I know that many of you heard the story yesterday about the custody battle between Halle Berry and Gabriel Aubry for their four-year-old daughter. Media reports state: “a custody evaluator — a psychologist — wrote the report after extensive interviews with the family and others. The report raised issues not about Gabriel’s ability to love but to care for Nahla, in part because of personal issues. A judge will decide the custody arrangement later this month, and whether Halle gets to move to Paris with Nahla — something Gabriel opposes.”
Now, before we begin to take sides, which countless numbers of people have via social media, we need to look at the bigger picture. It is the very process of taking sides that is a reflection of the challenge that many of us who are trying to co-parent face daily. The challenge where one question is lifted over that of the very welfare of the children we claim to want to love and develop. That question is who is more right.
As the country faces increased divorce rates and more children, especially in our community, are being raised in single parent homes, the notion of co-parenting becomes more and more important. Co-parenting; or separated/divorced parents finding ways to collectively and cooperatively raise children they have brought into the world, is for many more difficult than trekking Mt. Kilimanjaro backwards with a blindfold. We carry as men and women so much pain, anger, shame and regret (did I say anger?) as a result of failed relationships that we can often never see beyond it in the name of providing a healthy space for our children.
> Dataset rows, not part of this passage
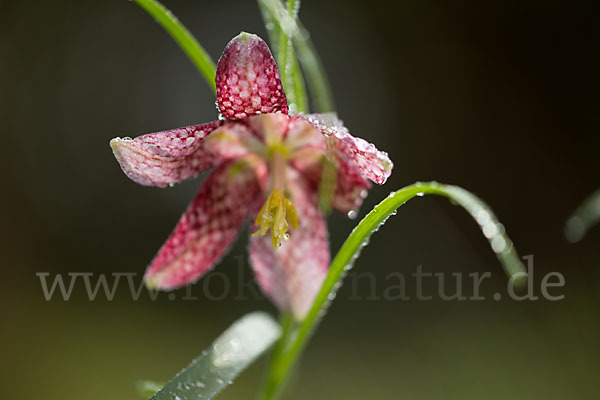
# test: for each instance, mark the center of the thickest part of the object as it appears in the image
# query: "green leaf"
(307, 54)
(217, 366)
(584, 217)
(184, 39)
(359, 237)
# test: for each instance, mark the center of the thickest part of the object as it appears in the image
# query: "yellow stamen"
(276, 214)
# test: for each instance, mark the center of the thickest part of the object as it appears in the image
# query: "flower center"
(278, 212)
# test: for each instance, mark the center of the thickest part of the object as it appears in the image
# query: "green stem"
(282, 56)
(291, 74)
(359, 237)
(184, 39)
(271, 383)
(307, 54)
(585, 216)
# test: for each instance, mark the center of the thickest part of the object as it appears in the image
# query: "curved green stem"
(307, 54)
(584, 217)
(359, 237)
(184, 39)
(292, 78)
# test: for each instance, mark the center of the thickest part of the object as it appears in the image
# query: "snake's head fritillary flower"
(266, 165)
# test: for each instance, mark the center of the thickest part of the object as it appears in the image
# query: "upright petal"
(247, 79)
(208, 227)
(292, 275)
(372, 163)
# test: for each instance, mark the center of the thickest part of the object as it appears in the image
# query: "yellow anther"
(276, 214)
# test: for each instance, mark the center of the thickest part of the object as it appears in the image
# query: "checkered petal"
(292, 275)
(371, 162)
(208, 227)
(247, 79)
(163, 158)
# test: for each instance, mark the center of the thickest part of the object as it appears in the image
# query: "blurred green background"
(500, 97)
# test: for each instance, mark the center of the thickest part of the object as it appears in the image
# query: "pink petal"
(208, 227)
(372, 163)
(247, 79)
(350, 187)
(163, 158)
(292, 275)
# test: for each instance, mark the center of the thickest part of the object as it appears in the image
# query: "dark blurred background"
(500, 97)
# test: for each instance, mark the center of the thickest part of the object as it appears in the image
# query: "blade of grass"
(584, 217)
(307, 54)
(217, 366)
(184, 39)
(359, 237)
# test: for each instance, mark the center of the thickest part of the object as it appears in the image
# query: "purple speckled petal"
(162, 158)
(372, 163)
(247, 79)
(208, 227)
(292, 275)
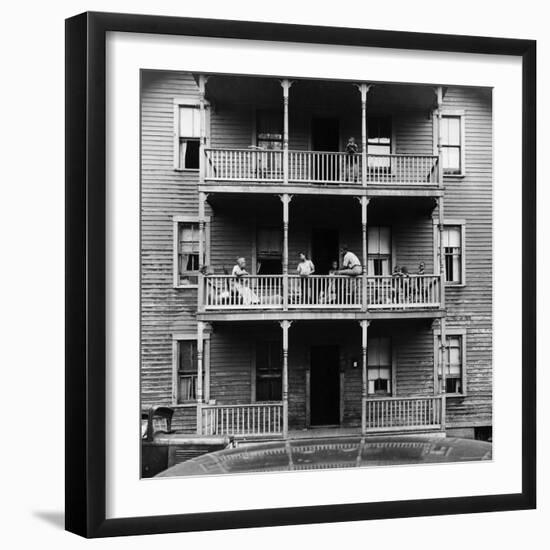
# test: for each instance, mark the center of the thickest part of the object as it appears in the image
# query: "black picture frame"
(86, 263)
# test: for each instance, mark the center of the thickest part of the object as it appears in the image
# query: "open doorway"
(325, 386)
(324, 249)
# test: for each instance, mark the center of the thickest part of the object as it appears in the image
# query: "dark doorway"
(325, 386)
(324, 249)
(325, 136)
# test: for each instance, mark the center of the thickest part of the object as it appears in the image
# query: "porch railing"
(321, 292)
(249, 292)
(388, 414)
(244, 165)
(319, 167)
(243, 420)
(393, 292)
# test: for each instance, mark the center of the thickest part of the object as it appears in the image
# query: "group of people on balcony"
(305, 290)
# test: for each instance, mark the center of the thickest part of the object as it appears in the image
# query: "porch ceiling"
(321, 95)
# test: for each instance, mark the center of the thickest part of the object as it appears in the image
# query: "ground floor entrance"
(324, 386)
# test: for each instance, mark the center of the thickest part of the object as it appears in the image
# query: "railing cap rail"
(244, 406)
(295, 151)
(408, 398)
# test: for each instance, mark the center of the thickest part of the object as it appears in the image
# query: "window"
(379, 141)
(379, 250)
(188, 133)
(453, 236)
(379, 365)
(269, 251)
(454, 378)
(451, 144)
(268, 371)
(187, 371)
(269, 126)
(188, 261)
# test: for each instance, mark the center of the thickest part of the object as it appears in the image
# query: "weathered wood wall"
(470, 307)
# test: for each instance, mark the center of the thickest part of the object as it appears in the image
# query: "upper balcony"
(266, 167)
(267, 135)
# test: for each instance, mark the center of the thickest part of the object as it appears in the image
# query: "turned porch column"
(286, 84)
(200, 368)
(363, 90)
(202, 251)
(285, 199)
(364, 381)
(285, 325)
(443, 333)
(364, 204)
(439, 100)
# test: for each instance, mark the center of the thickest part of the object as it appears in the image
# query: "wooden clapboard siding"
(412, 344)
(413, 243)
(165, 193)
(470, 307)
(232, 353)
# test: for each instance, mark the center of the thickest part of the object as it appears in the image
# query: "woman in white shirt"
(351, 263)
(305, 269)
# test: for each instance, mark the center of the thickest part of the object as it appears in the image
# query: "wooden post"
(441, 227)
(202, 142)
(200, 359)
(364, 203)
(286, 84)
(285, 199)
(439, 96)
(364, 385)
(202, 251)
(285, 325)
(443, 388)
(363, 89)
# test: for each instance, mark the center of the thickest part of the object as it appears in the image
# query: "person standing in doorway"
(350, 263)
(305, 269)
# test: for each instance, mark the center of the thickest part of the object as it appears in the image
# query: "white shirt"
(351, 260)
(238, 271)
(306, 267)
Children are like beautiful flowers. They need ideal conditions in order to properly grow, bloom, and mature. What I see so often is parents attempting to fight for the position of greatest provider of light and water. “I can provide for them better than you” or “you can’t love them or address their emotional needs the way I can”. And what we fail to realize is that no matter how true either or any of the statements you can come up with to describe how great you are at parenting, it is secondary to the environment in with the parenting is done. By that I mean you could provide the greatest light since the sun to your babies, and provide care like spring rain, but if the soil that your babies are in is contaminated, all that great light and water still can’t stop the flowers from being infected.
And my beloved family, so many of us are further contaminating the soil even in our well doing.